What Not to Wear...to be a good citizen


Here is another example of ideology operating in entertainment television.

Gitlin (1979) notes that one of the formal conventions in primetime TV that supports the larger hegemonic structure is genre: the types of shows we tend to see a lot of at any given moment say a lot about popular taste at the moment, and highlights shifting moods and sensitivities. Are we watching a lot of crime shows? Shows about young urban singles in the city? Gitlin suggests popular genres acknowledge our new concerns, while placating them.

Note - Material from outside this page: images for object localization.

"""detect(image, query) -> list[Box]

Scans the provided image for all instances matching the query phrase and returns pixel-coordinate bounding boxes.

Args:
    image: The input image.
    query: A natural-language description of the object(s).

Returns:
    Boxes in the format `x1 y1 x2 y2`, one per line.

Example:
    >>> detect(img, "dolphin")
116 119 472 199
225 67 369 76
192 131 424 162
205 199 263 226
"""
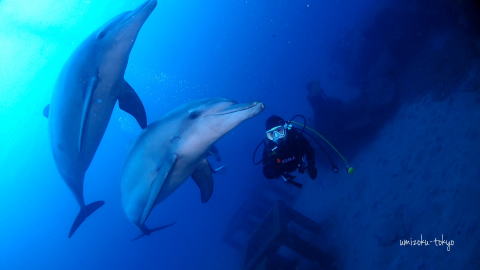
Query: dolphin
44 0 158 237
121 98 264 237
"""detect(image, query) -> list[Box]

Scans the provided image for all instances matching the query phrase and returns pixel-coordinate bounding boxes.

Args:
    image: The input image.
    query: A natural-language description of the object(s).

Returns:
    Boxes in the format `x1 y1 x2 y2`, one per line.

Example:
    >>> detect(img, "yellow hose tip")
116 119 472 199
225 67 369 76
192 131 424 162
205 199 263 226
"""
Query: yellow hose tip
347 167 355 175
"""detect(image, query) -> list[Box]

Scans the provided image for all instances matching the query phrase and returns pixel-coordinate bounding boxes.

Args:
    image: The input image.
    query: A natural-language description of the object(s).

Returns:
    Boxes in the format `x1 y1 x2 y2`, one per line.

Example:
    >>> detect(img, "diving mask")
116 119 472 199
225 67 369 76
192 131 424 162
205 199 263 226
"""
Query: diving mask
266 125 287 142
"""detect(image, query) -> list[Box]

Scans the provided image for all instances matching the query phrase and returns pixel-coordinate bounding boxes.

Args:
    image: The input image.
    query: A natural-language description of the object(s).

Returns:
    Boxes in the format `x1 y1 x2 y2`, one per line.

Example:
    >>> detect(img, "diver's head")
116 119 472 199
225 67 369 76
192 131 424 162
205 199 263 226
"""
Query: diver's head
265 115 288 143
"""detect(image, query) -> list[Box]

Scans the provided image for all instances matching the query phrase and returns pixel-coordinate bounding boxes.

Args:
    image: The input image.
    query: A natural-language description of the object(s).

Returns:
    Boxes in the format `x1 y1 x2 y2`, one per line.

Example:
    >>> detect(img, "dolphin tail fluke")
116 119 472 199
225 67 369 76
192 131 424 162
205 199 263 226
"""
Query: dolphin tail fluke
131 223 176 241
68 201 105 238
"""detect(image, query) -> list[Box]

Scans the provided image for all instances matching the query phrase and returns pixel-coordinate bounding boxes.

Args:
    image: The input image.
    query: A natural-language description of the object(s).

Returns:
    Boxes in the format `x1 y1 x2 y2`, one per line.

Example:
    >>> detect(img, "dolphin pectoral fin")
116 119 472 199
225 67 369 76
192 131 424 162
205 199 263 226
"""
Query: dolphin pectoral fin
68 200 105 238
78 75 98 152
131 222 176 241
118 80 147 129
192 159 214 203
140 154 177 224
43 105 50 118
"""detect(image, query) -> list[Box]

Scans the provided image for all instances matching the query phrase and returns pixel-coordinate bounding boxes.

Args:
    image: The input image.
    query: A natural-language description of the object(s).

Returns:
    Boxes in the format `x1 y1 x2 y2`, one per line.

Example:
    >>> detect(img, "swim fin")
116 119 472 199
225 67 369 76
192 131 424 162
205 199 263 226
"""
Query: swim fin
287 179 303 188
281 174 303 188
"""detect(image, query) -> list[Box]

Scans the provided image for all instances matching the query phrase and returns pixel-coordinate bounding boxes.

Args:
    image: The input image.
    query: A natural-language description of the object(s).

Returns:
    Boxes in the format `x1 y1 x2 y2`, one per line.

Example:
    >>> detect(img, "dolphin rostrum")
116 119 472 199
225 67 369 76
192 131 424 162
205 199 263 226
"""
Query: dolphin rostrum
44 0 158 237
121 98 264 237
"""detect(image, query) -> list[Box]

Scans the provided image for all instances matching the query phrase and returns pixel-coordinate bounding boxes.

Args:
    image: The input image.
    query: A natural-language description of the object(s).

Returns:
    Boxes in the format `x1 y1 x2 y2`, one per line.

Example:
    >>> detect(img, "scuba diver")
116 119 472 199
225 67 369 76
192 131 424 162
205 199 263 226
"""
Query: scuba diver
254 115 354 188
262 115 317 188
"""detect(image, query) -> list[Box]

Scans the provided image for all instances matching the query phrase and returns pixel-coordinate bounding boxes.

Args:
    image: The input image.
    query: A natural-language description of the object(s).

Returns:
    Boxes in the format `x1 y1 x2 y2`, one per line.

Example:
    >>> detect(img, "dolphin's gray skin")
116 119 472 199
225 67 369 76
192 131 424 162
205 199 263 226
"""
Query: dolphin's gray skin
44 0 158 237
121 98 264 237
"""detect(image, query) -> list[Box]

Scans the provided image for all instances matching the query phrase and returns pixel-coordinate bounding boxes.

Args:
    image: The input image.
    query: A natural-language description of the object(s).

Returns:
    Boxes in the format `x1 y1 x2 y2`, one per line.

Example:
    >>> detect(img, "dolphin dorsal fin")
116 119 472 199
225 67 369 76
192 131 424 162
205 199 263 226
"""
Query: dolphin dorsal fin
118 80 148 129
192 159 214 203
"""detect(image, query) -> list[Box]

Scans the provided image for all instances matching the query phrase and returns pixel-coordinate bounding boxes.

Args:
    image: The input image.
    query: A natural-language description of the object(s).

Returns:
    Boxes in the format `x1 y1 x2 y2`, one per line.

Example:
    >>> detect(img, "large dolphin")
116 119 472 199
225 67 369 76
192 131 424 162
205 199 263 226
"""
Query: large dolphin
121 98 264 237
44 0 158 237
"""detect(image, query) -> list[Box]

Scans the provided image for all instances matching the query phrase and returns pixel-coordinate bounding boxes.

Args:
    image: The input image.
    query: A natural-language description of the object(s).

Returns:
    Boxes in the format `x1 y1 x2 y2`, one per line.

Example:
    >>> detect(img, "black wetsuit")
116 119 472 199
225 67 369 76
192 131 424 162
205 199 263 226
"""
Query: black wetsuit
262 128 316 183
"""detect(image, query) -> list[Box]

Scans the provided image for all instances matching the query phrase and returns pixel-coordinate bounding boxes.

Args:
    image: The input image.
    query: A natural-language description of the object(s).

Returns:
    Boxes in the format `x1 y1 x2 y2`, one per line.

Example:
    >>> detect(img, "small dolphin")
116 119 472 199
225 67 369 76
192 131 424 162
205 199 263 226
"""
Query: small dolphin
121 98 264 237
44 0 158 237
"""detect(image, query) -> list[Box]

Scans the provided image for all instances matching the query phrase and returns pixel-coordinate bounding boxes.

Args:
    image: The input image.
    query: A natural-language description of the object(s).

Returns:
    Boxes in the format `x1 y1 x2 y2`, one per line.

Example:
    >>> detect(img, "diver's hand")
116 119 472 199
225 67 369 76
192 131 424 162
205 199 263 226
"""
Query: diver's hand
308 166 317 179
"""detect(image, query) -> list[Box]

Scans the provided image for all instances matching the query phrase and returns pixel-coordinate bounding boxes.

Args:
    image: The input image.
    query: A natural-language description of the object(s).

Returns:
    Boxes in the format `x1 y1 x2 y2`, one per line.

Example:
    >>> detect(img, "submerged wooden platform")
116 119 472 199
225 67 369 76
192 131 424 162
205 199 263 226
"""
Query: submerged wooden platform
244 201 335 270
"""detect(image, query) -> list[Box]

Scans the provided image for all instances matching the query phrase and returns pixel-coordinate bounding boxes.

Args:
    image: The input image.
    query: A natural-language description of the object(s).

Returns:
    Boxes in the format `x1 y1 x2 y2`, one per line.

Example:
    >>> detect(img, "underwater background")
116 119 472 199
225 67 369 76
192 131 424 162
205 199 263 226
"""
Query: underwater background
1 0 479 269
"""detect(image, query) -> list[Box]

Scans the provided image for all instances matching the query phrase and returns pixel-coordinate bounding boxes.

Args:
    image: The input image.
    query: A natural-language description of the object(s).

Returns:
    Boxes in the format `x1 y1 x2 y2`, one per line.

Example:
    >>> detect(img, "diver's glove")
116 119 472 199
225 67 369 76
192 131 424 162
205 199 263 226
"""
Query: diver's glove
308 166 318 179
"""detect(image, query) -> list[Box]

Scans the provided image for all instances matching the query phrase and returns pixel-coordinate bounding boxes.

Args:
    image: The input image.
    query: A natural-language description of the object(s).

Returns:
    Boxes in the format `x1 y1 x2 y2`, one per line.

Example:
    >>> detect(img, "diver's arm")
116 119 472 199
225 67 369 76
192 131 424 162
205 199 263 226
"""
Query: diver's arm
262 155 282 179
262 146 282 179
263 163 282 179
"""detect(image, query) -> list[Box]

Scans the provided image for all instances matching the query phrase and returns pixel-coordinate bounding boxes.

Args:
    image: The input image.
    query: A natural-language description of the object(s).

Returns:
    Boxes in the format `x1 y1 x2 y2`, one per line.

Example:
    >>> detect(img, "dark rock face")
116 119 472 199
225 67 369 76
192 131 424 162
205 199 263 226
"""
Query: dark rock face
299 90 480 270
307 0 480 158
299 2 480 269
307 80 399 159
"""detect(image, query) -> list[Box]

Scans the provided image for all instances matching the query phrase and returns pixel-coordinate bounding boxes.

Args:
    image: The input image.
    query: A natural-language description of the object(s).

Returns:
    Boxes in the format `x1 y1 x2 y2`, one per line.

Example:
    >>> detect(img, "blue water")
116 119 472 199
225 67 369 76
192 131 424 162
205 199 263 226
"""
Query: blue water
1 0 479 269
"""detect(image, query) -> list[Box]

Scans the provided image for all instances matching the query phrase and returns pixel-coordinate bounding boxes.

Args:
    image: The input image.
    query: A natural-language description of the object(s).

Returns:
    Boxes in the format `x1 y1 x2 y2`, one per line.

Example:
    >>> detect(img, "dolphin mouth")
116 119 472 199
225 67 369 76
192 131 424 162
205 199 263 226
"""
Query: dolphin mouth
137 0 158 14
213 102 264 115
126 0 157 23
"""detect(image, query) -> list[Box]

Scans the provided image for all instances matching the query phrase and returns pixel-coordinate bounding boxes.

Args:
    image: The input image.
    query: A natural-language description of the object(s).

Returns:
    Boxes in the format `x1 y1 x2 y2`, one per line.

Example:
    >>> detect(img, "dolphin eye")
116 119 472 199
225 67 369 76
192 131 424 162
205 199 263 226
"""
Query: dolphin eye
189 110 202 119
96 12 128 40
97 29 108 39
97 30 107 40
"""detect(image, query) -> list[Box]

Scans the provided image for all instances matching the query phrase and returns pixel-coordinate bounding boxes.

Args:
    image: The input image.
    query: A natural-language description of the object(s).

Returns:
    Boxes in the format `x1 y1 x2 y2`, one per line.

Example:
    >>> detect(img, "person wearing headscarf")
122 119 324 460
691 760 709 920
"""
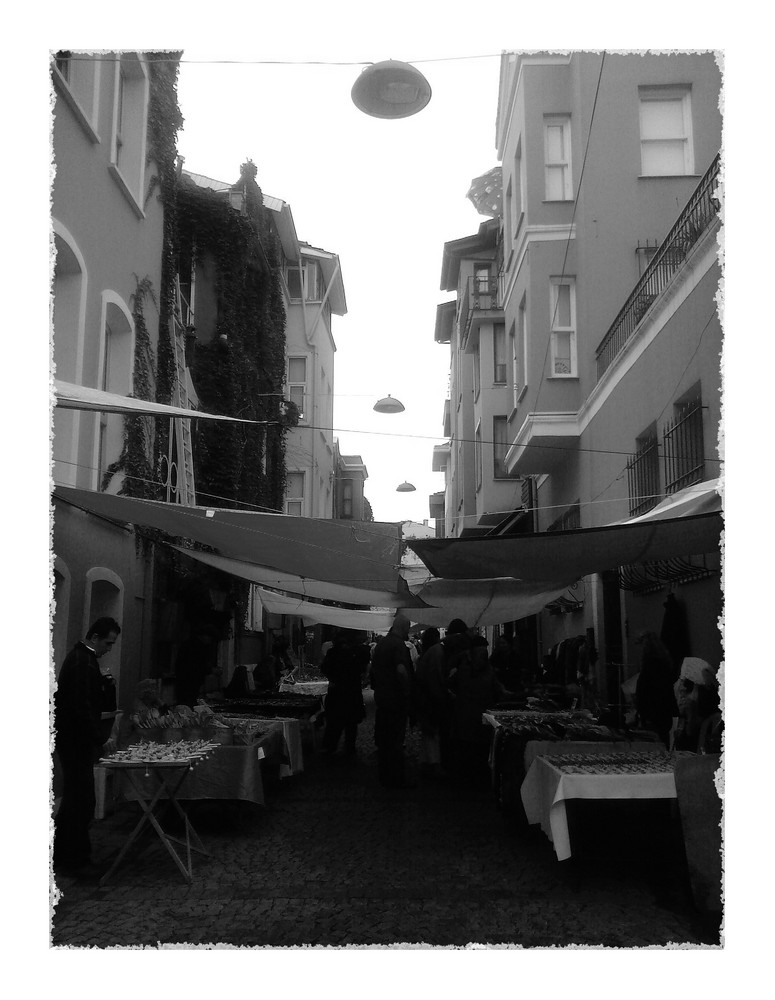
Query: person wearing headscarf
674 656 719 751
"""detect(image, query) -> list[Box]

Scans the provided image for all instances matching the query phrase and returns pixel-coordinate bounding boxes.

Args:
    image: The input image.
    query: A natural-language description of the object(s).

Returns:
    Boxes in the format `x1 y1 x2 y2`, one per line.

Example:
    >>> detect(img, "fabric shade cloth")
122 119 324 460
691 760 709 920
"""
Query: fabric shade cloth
407 480 721 582
53 379 267 424
54 486 403 592
168 544 571 627
169 544 408 609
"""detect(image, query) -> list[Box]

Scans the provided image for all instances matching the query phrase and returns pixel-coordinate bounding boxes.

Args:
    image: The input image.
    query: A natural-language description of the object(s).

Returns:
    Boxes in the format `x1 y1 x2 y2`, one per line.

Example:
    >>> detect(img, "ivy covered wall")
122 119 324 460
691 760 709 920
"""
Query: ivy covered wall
177 161 297 511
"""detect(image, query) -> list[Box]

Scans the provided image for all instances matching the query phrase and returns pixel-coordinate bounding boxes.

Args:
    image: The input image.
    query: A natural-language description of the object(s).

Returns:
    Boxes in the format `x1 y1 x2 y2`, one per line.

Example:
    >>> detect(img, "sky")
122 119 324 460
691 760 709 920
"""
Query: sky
174 48 501 524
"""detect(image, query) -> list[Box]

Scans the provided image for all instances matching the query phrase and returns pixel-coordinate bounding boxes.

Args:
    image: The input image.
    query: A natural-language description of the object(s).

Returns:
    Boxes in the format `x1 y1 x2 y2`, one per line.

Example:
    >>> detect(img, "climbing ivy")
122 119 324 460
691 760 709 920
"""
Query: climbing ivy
178 160 296 511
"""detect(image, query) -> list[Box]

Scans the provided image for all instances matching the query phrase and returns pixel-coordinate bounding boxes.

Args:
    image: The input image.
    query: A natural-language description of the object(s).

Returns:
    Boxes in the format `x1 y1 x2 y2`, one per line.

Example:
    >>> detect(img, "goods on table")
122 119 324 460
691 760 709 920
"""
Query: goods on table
539 750 693 774
99 739 221 765
216 715 279 745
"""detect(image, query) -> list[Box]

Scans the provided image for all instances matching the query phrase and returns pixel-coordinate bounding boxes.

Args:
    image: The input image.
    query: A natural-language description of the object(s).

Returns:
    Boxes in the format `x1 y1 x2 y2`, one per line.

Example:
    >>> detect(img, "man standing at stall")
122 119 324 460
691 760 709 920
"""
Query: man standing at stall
369 612 415 789
53 617 121 877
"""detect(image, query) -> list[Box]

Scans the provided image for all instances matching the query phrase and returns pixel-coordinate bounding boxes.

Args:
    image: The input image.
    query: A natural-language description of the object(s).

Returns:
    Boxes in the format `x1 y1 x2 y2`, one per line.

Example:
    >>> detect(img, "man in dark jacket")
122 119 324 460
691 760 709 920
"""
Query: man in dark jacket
53 617 121 876
369 613 415 788
321 629 370 757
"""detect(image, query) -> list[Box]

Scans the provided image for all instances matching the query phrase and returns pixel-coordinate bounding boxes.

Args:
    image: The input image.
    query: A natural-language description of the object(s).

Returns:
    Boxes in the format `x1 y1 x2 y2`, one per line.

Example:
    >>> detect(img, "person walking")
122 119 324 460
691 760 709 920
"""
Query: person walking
447 635 509 781
320 629 370 758
53 617 121 877
414 627 448 778
369 613 415 788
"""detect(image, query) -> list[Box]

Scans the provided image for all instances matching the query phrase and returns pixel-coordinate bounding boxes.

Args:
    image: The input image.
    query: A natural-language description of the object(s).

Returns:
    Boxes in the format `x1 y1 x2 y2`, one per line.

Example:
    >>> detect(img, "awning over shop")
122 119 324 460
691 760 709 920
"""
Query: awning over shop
406 480 722 582
54 487 403 592
53 380 267 424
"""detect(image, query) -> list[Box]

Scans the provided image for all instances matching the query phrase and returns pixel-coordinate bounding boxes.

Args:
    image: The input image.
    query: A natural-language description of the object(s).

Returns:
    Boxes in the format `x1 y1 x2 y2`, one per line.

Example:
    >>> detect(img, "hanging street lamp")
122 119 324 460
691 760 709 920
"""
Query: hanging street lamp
396 481 416 492
373 394 405 414
351 60 432 119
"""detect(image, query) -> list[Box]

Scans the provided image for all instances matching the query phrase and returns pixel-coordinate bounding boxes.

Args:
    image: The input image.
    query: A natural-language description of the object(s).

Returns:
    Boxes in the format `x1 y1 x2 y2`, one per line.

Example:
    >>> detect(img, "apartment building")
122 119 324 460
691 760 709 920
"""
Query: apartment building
51 51 177 699
434 51 723 696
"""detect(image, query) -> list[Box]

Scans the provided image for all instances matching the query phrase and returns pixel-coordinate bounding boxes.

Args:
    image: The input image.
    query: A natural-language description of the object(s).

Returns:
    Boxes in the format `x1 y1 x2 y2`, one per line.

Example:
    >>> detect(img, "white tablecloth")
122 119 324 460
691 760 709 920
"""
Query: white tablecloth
520 752 683 861
279 681 328 697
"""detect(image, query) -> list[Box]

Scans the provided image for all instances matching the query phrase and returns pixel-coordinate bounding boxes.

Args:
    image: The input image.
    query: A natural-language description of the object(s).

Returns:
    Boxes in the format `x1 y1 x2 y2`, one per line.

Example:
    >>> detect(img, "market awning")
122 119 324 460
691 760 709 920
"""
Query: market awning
168 545 573 627
254 588 398 631
406 480 722 582
169 544 411 608
53 380 267 424
54 487 403 592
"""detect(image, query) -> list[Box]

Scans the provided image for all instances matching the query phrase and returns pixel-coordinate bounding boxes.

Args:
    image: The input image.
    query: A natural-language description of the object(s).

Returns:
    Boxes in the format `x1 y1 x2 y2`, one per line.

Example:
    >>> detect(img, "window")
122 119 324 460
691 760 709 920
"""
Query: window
663 395 705 494
511 298 529 404
341 479 354 518
109 53 149 214
639 86 694 176
636 240 660 277
474 263 491 295
287 356 308 419
98 297 134 492
626 432 661 516
473 346 481 398
544 115 572 200
504 178 513 247
475 424 482 488
547 502 581 533
286 261 322 301
286 472 305 516
493 417 517 479
53 51 99 138
493 323 507 383
549 278 577 376
512 138 524 235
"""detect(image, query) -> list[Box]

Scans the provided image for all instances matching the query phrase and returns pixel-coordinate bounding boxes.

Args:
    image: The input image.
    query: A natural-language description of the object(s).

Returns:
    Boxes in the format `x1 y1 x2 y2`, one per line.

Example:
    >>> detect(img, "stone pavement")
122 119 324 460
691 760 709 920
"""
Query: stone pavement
50 694 721 949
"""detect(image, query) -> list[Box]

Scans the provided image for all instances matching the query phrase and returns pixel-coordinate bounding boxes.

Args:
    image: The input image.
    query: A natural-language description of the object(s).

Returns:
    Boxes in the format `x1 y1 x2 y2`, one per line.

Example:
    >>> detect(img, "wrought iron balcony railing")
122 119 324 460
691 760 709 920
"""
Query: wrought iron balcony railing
460 272 505 345
595 153 721 379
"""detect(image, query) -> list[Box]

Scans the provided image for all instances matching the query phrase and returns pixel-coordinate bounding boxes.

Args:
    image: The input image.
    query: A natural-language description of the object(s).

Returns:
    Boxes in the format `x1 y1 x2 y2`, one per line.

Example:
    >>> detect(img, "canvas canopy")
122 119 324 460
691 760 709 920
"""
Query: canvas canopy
54 487 402 592
406 480 722 583
54 479 721 629
53 380 266 424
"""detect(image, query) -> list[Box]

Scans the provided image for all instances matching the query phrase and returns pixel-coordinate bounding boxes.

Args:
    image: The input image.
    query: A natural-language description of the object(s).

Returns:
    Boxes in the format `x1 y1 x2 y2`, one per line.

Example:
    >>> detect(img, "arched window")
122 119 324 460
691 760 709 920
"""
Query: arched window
83 568 124 682
52 225 87 487
97 294 134 491
52 557 72 676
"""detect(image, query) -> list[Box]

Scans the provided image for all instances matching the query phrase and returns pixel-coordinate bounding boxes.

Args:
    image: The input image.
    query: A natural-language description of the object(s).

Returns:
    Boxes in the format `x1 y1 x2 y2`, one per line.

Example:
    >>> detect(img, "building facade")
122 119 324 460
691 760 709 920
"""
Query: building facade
51 52 179 701
433 51 723 697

Kristen brings up reality shows- which are certainly a hugely popular genre today! Which leads to the question- why? What are reality shows telling us about ourselves? What do they teach us? How do they reinforce hegemony?

Let's look at the makeover reality show (because we might not want to lump all reality shows together- there are many subtypes.) One interesting interpretation comes from "Better Living Through Reality TV," by Ouellette and Hay (2008). The suggest that these shows tell us how to be a good citizen in today's society- and what that means is ever more emphasis on individualism. We are more and more responsible these days for taking care of ourselves, as we come less and less to depend on the welfare state to do so.

A show like What Not to Wear, they argue, teaches us to view our selves as commodities "to be molded, packaged, managed, reinvented, and sold" (7). They show this to be an empowering process, in which you revamp your looks, even your personality, to better compete for jobs, or even love! In a world of outsourcing, job loss and corporate restructuring, it becomes each individual's personal responsibility to improve one's position, and keep oneself current (so we don't have to address those much more complex problems as a society!) And these shows instruct you exactly how to do it. That this happens to be through consumer culture (clothes, makeup) is not surprising. Yet shopping is reframed from being simply for pleasure to being highly rational: "...shopping ceases to be a recreational venue for escaping the drudgery of work...and becomes instead a route to carefully building an image that is salable in the marketplace of work." (115)

What are the other types of reality TV and what do they teach us?